In sintesi il pensiero di Savona spiegato da Pelanda: “Per Savona ci sono tutte le possibilità di proporre una politica economica attiva in cui noi mettiamo nei calcoli previsionali l’incasso dei futuri investimenti, pubblici e privati. Ma il ministro vede probabilmente che l’impostazione più attiva che il governo ha dimostrato di avere a luglio comincia ad avere degli scossoni. Quello che dice sul Sole 24 ore e su Milano Finanza sono concetti che insegniamo nelle università. Cioè lo standard della politica economica è che di fronte ad un rischio di recessione e di sfiducia da parte del mercato sulla stabilità del debito dimostra di riuscire a fare crescita. In quello che ha detto Savona ci sono cifre fattibili. Ma poniamo che siano di meno. Solo per il fatto di presentarsi alla Commissione europea con una previsione attiva e credibile, mostrando dove muovo gli investimenti e dimostrando per il 2019 una crescita superiore all’1%, il deficit e l’equilibrio del bilancio verrebbero calcolati su questo scenario più ottimistico”.

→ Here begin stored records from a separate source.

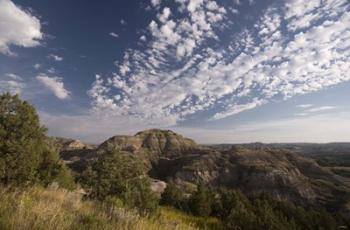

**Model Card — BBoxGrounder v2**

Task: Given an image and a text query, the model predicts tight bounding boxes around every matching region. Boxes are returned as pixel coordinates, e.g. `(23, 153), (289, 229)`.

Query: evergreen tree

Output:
(189, 184), (212, 216)
(0, 93), (74, 187)
(81, 149), (158, 214)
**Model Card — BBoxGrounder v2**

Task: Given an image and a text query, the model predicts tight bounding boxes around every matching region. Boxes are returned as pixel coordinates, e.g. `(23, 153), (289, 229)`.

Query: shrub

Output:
(81, 149), (158, 214)
(160, 181), (188, 210)
(189, 184), (212, 216)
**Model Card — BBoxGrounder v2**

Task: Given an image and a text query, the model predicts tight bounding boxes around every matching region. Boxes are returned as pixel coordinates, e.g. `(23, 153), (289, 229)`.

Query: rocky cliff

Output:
(56, 129), (350, 212)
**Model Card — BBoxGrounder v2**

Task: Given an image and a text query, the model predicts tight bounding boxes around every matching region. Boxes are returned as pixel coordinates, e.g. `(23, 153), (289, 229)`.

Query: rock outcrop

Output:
(57, 129), (350, 211)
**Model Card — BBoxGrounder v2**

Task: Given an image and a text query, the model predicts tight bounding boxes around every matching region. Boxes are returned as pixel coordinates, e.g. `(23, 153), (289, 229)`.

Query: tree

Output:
(81, 148), (158, 214)
(0, 93), (73, 189)
(189, 184), (212, 216)
(160, 181), (186, 210)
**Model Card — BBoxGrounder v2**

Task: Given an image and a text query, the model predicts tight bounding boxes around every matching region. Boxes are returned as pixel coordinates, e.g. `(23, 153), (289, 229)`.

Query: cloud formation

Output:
(0, 0), (43, 55)
(0, 73), (25, 94)
(36, 73), (70, 100)
(89, 0), (350, 125)
(48, 54), (64, 61)
(109, 32), (119, 38)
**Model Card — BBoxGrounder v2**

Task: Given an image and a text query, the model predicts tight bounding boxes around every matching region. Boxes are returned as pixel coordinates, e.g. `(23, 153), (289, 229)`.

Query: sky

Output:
(0, 0), (350, 144)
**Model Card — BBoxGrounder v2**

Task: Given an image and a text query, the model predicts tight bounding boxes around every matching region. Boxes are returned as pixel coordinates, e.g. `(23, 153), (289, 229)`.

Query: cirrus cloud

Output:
(36, 74), (70, 100)
(89, 0), (350, 124)
(0, 0), (43, 55)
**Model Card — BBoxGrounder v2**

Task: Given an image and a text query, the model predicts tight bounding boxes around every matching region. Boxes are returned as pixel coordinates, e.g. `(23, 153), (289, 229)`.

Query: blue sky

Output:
(0, 0), (350, 143)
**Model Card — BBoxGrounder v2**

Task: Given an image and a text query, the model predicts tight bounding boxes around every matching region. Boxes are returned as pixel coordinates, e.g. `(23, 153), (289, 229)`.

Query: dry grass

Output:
(0, 187), (196, 230)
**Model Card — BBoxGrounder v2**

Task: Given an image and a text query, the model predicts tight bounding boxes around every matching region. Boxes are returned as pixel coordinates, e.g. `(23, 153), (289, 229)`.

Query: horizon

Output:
(0, 0), (350, 144)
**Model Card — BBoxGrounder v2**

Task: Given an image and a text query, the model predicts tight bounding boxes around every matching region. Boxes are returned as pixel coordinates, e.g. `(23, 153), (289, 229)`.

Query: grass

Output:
(0, 187), (204, 230)
(160, 207), (224, 230)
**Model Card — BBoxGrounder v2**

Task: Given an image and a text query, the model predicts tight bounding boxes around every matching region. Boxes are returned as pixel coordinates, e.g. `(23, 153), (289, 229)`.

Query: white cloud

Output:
(90, 0), (350, 125)
(0, 73), (26, 94)
(140, 35), (147, 42)
(48, 54), (64, 61)
(109, 32), (119, 38)
(0, 0), (43, 55)
(36, 74), (70, 100)
(151, 0), (161, 7)
(306, 106), (337, 113)
(297, 104), (314, 108)
(33, 63), (41, 70)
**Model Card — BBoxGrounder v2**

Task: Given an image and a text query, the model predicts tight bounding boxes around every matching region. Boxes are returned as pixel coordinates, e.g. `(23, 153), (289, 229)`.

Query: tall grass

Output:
(0, 187), (200, 230)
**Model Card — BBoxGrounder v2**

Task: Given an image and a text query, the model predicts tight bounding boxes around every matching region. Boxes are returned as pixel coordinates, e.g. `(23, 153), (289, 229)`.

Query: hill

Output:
(57, 129), (350, 214)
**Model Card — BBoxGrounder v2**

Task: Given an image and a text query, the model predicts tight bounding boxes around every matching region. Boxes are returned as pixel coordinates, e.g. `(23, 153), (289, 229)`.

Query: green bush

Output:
(189, 184), (213, 216)
(160, 181), (188, 210)
(0, 93), (74, 188)
(80, 149), (158, 214)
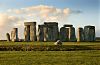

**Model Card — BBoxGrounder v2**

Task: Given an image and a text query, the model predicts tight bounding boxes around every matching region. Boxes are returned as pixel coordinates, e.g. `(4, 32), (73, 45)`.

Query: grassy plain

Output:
(0, 41), (100, 65)
(0, 50), (100, 65)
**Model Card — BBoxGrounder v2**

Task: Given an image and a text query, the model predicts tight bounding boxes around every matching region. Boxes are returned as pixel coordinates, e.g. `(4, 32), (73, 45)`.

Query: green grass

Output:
(0, 41), (100, 45)
(0, 50), (100, 65)
(0, 41), (100, 65)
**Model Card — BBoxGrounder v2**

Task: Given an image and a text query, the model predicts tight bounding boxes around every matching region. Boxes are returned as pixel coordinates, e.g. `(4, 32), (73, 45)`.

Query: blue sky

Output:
(0, 0), (100, 39)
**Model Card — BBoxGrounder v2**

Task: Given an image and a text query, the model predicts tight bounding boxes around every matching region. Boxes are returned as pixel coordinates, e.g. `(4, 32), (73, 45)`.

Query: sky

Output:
(0, 0), (100, 39)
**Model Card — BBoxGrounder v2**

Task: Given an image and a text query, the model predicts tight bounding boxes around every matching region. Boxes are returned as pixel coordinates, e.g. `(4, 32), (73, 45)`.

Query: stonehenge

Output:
(37, 22), (59, 41)
(6, 22), (96, 42)
(77, 27), (84, 42)
(60, 24), (77, 42)
(24, 22), (36, 41)
(84, 25), (95, 42)
(6, 33), (10, 42)
(11, 28), (18, 41)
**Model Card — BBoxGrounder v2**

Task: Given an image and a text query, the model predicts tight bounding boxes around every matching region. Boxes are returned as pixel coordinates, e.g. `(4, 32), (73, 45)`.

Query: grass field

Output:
(0, 41), (100, 65)
(0, 41), (100, 45)
(0, 50), (100, 65)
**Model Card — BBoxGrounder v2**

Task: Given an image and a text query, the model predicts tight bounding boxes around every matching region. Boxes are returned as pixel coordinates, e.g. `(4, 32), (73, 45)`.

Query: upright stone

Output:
(6, 33), (10, 42)
(30, 22), (37, 41)
(43, 26), (48, 41)
(11, 28), (18, 41)
(24, 22), (37, 41)
(77, 27), (84, 42)
(84, 25), (96, 42)
(44, 22), (59, 41)
(24, 25), (30, 41)
(37, 25), (44, 41)
(69, 27), (77, 42)
(60, 27), (69, 42)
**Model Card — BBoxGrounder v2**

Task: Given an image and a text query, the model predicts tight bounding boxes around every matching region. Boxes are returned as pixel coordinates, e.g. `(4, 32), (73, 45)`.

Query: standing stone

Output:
(43, 26), (48, 41)
(84, 26), (96, 42)
(60, 24), (77, 42)
(24, 22), (37, 41)
(69, 27), (77, 42)
(77, 27), (84, 42)
(37, 25), (44, 41)
(24, 25), (30, 41)
(60, 27), (69, 42)
(6, 33), (10, 42)
(44, 22), (59, 41)
(30, 22), (36, 41)
(11, 28), (18, 41)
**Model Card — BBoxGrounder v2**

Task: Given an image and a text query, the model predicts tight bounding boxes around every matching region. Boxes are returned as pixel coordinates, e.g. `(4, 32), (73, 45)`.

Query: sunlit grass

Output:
(0, 50), (100, 65)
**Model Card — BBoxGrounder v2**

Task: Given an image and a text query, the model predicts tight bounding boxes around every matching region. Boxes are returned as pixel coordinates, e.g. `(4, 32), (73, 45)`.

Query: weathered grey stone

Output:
(24, 22), (37, 41)
(30, 22), (37, 41)
(84, 25), (95, 41)
(11, 28), (18, 41)
(24, 25), (30, 41)
(69, 27), (77, 42)
(37, 25), (44, 41)
(64, 24), (73, 27)
(43, 26), (48, 41)
(54, 40), (62, 46)
(77, 27), (84, 42)
(44, 22), (59, 41)
(6, 33), (10, 42)
(60, 27), (69, 42)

Questa sarebbe per Pelanda la linea più logica. Il confronto con l’ex ministro Padoan è presto fatto: “Negli ultimi tre anni invece l’approccio è stato quello di adeguarsi alle previsioni, cercando l’equilibrio di bilancio a scapito delle risorse di sviluppo. Una reazione difensiva di estremo euro conformismo. È stato sorprendente per un professore assistere alla politica statica dell’ex ministro dell’Economia, condizionato da logiche non economiche, le stesse che in questo momento sembrano bloccare Tria, il quale nella sua intervista al Sole 24 Ore ha dato, senza fornire numeri, la stessa impostazione di Savona, quella cioè di una politica economica attiva con forte leva di investimenti”.

Una precisazione il professore vuole farla: “Savona non mette in dubbio di tenere il deficit entro i limiti imposti dall’Europa, ma serve un documento previsionale sulla crescita che tenga conto degli investimenti. Penso che sia sconcertato dal vedere che questo semplicissimo punto logico non riesca a fare breccia”. Poi per un attimo prova a mettersi nei panni di Tria: “Capisco che se ti trovi contro la Ragioneria dello Stato, e il Quirinale che non ti sostiene, sei accerchiato”.

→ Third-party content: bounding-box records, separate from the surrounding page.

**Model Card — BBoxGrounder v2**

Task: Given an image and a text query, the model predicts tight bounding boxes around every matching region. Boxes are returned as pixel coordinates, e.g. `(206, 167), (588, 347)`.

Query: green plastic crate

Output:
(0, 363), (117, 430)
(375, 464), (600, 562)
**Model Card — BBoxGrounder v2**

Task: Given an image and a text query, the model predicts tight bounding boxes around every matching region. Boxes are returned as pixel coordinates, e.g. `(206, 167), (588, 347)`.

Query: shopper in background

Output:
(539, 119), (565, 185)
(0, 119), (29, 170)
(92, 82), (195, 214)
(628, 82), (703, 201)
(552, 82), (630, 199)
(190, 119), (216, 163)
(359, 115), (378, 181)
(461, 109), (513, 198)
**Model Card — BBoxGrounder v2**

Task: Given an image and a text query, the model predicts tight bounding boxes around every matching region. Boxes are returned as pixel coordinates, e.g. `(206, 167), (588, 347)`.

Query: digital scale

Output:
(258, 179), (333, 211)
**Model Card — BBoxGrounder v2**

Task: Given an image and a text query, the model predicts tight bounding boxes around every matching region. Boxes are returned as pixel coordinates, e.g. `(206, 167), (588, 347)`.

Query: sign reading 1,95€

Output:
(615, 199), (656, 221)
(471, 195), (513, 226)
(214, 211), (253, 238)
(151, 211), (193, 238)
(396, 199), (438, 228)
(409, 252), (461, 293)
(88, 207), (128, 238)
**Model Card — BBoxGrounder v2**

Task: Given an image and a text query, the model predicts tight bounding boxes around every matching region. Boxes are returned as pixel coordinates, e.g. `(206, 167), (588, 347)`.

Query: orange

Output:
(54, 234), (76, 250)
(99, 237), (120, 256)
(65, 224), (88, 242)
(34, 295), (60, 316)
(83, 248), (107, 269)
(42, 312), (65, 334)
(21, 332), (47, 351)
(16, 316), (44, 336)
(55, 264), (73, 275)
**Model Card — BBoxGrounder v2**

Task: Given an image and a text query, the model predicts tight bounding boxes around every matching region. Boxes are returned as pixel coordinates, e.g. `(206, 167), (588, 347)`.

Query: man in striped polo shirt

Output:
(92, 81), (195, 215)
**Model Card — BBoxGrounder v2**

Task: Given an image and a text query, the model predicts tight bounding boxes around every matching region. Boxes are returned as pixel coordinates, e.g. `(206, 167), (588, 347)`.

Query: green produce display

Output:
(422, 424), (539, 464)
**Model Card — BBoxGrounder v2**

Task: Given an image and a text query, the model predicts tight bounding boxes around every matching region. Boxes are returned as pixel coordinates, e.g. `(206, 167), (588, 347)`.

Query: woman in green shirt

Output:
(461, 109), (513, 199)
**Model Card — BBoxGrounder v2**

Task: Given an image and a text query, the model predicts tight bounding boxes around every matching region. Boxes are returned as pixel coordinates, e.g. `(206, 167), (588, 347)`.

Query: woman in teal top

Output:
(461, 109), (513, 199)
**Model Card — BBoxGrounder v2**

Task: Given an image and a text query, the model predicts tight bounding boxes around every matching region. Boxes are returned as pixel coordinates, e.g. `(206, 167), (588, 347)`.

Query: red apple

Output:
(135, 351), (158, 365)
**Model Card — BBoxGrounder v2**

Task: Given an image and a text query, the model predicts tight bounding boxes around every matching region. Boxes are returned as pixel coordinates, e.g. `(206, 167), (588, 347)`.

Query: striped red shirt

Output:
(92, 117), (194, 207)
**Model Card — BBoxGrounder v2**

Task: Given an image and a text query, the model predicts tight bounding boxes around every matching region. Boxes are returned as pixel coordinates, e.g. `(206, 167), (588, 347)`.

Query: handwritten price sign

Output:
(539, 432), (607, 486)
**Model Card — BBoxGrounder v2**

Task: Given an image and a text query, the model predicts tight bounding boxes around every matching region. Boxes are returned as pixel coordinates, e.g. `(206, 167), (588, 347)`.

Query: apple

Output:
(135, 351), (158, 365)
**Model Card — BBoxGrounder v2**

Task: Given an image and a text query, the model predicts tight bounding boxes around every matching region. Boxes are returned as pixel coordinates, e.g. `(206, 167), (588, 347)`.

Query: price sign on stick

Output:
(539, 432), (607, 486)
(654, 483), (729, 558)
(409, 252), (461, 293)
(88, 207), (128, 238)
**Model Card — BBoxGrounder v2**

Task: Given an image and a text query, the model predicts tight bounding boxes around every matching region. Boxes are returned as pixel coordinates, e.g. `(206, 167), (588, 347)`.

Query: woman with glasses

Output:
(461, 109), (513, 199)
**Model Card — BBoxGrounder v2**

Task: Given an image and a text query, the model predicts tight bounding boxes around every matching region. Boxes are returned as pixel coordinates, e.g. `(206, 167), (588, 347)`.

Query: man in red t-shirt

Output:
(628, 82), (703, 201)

E da qui la risposta all’interrogativo che ci siamo posti all’inizio di questa intervista: “Mi ha colpito molto il fatto che lui da una posizione governativa esprimesse quelle posizioni. La mia idea è che Savona sia intervenuto con quella lettera per cercare di aiutare in qualche modo Tria ad affermare una logica economica che abbia senso in una situazione dove il governo sta mostrando di avere paura. C’è un triumvirato in Italia, c’è il Quirinale a cui fa riferimento tutta la burocrazia strategica che antagonizza questa maggioranza, e poi ci sono Salvini e Di Maio. Un triumvirato dove però ognuno si taglia le proprie fette. E Savona, che è una persona molto silenziosa, ma con un’enorme esperienza alle spalle, sta cercando di dare l’immagine che ci sia qualcuno che sappia governare”.

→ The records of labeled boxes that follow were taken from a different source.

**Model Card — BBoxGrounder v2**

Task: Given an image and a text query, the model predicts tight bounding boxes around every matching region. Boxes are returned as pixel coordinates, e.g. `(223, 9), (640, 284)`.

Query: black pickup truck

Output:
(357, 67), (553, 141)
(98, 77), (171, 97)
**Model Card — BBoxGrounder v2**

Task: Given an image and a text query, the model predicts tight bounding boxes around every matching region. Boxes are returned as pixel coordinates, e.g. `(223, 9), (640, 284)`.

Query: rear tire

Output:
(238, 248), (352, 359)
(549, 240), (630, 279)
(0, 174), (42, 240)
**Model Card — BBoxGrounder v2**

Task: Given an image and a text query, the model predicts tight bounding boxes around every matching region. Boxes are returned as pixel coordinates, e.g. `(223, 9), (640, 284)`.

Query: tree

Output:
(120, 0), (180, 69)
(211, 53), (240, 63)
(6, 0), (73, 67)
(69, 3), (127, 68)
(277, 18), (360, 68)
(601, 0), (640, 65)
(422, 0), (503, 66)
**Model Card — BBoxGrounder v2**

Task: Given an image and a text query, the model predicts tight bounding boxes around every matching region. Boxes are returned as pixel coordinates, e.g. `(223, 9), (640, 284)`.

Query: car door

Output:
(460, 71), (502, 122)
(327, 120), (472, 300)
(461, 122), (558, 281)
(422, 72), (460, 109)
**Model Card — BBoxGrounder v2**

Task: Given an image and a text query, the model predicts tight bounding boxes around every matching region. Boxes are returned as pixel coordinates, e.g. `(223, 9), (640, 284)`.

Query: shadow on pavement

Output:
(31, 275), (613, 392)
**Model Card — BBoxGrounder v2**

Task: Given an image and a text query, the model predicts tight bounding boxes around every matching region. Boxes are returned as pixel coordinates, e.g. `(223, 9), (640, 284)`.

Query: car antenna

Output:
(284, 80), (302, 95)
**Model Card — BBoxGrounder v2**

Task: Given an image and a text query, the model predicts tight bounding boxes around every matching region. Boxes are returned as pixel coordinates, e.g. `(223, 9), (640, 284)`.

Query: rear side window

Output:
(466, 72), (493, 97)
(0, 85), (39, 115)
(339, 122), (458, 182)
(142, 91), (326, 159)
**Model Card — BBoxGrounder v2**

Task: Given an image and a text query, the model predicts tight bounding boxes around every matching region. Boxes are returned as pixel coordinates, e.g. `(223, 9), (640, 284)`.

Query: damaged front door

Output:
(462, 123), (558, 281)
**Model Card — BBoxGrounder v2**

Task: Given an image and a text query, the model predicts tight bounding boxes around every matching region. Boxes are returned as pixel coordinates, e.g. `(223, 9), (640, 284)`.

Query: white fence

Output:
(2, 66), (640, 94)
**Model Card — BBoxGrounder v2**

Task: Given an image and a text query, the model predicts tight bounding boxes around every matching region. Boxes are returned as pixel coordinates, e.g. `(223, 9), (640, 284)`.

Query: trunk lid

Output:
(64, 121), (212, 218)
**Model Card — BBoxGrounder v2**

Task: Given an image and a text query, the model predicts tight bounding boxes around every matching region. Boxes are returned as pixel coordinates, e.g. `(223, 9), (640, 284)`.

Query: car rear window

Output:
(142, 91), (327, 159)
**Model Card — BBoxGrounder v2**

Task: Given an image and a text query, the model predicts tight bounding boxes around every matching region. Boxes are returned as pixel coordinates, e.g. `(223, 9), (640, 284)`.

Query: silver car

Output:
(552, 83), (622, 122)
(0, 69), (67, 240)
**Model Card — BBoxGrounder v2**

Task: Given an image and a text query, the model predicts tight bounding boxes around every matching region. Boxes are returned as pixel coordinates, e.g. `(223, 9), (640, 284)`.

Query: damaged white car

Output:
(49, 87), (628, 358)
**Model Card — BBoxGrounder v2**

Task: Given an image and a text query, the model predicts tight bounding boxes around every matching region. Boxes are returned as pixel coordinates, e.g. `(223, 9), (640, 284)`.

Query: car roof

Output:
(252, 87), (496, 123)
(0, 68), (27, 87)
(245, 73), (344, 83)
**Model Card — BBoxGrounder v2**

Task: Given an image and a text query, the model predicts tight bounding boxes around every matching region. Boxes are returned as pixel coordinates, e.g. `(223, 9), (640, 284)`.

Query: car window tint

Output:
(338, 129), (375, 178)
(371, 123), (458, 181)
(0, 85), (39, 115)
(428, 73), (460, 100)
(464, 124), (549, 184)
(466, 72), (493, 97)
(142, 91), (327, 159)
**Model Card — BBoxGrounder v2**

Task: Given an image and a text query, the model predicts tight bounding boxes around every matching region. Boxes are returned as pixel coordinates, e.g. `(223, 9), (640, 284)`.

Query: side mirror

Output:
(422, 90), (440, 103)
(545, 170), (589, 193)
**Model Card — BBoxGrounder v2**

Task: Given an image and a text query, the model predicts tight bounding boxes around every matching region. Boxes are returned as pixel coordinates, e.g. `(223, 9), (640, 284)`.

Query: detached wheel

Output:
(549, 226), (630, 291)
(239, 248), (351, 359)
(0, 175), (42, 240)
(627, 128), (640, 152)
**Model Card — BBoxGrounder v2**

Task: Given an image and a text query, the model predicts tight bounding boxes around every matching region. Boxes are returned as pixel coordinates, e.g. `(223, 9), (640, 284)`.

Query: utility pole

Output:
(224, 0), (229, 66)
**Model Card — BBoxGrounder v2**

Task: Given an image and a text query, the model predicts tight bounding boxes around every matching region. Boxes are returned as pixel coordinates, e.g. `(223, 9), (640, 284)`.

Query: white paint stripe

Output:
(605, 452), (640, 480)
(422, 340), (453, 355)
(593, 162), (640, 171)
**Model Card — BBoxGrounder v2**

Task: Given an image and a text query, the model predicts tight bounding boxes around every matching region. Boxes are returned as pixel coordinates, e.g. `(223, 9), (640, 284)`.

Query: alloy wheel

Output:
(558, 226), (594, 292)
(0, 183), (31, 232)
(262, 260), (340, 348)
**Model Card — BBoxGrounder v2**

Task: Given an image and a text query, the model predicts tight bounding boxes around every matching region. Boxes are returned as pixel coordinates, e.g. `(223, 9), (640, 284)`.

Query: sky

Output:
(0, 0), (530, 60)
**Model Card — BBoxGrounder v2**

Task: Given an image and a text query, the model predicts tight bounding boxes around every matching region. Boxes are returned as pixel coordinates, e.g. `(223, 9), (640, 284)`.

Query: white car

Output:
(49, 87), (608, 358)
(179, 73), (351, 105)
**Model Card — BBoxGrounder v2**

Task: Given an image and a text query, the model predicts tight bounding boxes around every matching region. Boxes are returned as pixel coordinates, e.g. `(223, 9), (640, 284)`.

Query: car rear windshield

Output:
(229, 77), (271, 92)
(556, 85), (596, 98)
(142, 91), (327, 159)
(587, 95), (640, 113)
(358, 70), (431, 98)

La conclusione è dunque: “Non si può governare con la paura. Ci sono risorse e strumenti. E mentre scriviamo questa intervista sembra svanire la possibilità di un’alternativa esterna, un fondo sovrano di Mosca, per fare quadrare i conti italiani prefigurata questa mattina su La Stampa. “È chiaro che nel caso peggiore se la Bce non aiuta qualcun altro deve farlo. Ci sarà un aiuto da parte degli americani, uno scambio con i cinesi, e qualora servisse anche dei russi. È chiaro che se questa operazione venisse fatta malamente creerebbe seri problemi con l’unica sponda forte dell’Italia, gli Usa”, commenta il professore.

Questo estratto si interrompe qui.